Et puis est arrivé Charleroi. Des débuts timides mais décidés. Lancé dans le bain dès l’entame du championnat, il séduisit d’emblée cette contrée peuplée d’immigrés italiens dont il partage les racines. Par sa gouaille, sa franchise et sa confiance en lui en dehors des terrains. Par son efficacité devant le but, sa débauche d’énergie et son flair sur le terrain. A l’époque, ses propos étaient encore empreints de la naïveté de ceux qui découvrent un nouveau monde. Il nous confiait que sa vie avait bien changé et qu’il ne pouvait plus manger de hamburgers à quatre heures du mat’, en revenant de guindaille. C’était le temps où les journalistes ne savaient pas s’ils devaient l’appeler Stairchèèèle ou Stèrkélé. A 23 ans, c’était le début d’une belle et malheureusement brève aventure.

C’est dans le Pays de Charleroi qu’il rencontra celui qui devint son mentor, le coach Jacky Mathijssen. Avec lui, il apprit à défendre, à plonger sur les flancs, mais aussi la roublardise et le professionnalisme. Car, derrière sa façade de grand clown hyper sympa, Sterchele savait comment énerver les défenseurs. Soit par son jeu, soit par son comportement de chien fou provocateur.

Ce fut le début d’une ascension rapide.
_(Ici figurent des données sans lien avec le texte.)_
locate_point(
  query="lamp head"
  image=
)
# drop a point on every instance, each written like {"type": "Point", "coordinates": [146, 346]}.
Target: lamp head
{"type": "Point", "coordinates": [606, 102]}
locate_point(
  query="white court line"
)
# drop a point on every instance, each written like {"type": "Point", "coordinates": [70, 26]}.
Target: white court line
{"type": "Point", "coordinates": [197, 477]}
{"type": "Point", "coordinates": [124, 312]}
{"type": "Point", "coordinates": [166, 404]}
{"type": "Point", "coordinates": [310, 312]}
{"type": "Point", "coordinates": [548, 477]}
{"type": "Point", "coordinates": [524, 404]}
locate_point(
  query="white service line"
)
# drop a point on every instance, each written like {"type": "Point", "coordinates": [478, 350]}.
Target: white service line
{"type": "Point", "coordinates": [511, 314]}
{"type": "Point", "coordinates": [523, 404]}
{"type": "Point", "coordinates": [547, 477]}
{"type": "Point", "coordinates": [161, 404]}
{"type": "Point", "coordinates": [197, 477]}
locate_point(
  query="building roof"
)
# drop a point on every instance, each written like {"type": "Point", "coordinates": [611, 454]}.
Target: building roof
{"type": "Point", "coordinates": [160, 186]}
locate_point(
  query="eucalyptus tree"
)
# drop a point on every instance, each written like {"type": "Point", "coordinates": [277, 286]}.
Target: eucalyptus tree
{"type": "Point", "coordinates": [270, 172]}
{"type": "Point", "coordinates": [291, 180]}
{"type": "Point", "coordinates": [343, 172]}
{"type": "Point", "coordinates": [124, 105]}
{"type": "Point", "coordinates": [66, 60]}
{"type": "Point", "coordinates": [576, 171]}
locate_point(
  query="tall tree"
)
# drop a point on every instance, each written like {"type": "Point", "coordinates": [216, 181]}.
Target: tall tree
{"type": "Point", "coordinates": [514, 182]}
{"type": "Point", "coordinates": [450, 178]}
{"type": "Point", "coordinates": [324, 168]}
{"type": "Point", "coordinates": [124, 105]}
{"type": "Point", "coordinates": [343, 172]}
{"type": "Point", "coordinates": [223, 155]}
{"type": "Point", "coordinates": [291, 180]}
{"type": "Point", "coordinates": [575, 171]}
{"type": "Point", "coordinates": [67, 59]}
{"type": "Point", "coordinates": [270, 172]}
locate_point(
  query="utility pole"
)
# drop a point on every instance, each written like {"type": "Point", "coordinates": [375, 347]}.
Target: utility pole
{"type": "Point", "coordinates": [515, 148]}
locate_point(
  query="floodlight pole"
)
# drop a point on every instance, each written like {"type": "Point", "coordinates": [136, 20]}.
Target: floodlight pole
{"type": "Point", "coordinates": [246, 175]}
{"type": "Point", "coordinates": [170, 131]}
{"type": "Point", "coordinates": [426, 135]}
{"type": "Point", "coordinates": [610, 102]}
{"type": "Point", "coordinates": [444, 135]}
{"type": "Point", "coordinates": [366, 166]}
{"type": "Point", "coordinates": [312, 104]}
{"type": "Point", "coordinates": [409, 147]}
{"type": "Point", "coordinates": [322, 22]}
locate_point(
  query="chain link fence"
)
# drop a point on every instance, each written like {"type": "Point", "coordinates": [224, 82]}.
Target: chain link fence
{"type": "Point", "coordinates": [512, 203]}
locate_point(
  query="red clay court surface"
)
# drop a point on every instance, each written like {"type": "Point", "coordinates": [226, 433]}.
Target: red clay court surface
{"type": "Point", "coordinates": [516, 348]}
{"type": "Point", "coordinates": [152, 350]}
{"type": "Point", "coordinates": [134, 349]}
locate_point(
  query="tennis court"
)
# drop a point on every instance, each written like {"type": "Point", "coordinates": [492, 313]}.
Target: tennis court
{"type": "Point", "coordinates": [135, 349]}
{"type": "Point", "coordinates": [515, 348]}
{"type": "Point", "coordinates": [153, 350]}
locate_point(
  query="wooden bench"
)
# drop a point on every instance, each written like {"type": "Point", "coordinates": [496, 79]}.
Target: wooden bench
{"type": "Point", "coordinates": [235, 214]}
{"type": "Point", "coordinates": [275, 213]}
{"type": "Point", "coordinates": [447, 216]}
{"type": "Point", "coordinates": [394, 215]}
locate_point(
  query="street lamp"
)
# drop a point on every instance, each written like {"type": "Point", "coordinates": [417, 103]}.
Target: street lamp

Une ascension qui allait servir de modèle. N’était-il pas tout simplement l’exemple parfait qu’on peut trouver de petites pépites d’or dans les divisions inférieures ? N’était-il pas source d’espoir pour tous ces footballeurs de petits clubs à qui l’ont dit que les portes de l’élite leur sont irrémédiablement fermées une fois la vingtaine passée ?

Il s’adaptait partout

Un an plus tard, il quittait le Sporting pour 1 million d’euros. Car Sterchele possédait une faculté d’adaptation hors du commun. Club francophone ou néerlandophone, de D3 ou de D1, il a toujours réussi à s’imposer dans son nouvel environnement. D’un caractère fêtard correspondant très bien à la mentalité liégeoise, il affirmait souvent son attachement à certaines valeurs flamandes (le travail, l’organisation) qu’il retrouva tant à Louvain qu’à Anvers (le GB) ou à Bruges. Au Germinal Beerschot, il sut se faire apprécier. Toujours grâce à son caractère. Comme si le mot attachant avait été inventé par lui. Il aimait parler espagnol avec les Sud-Américains et formait un duo explosif avec Jurgen Cavens, qu’il sortit d’une certaine léthargie. Une fois parti, Cavens est d’ailleurs immédiatement retourné en semi-retraite.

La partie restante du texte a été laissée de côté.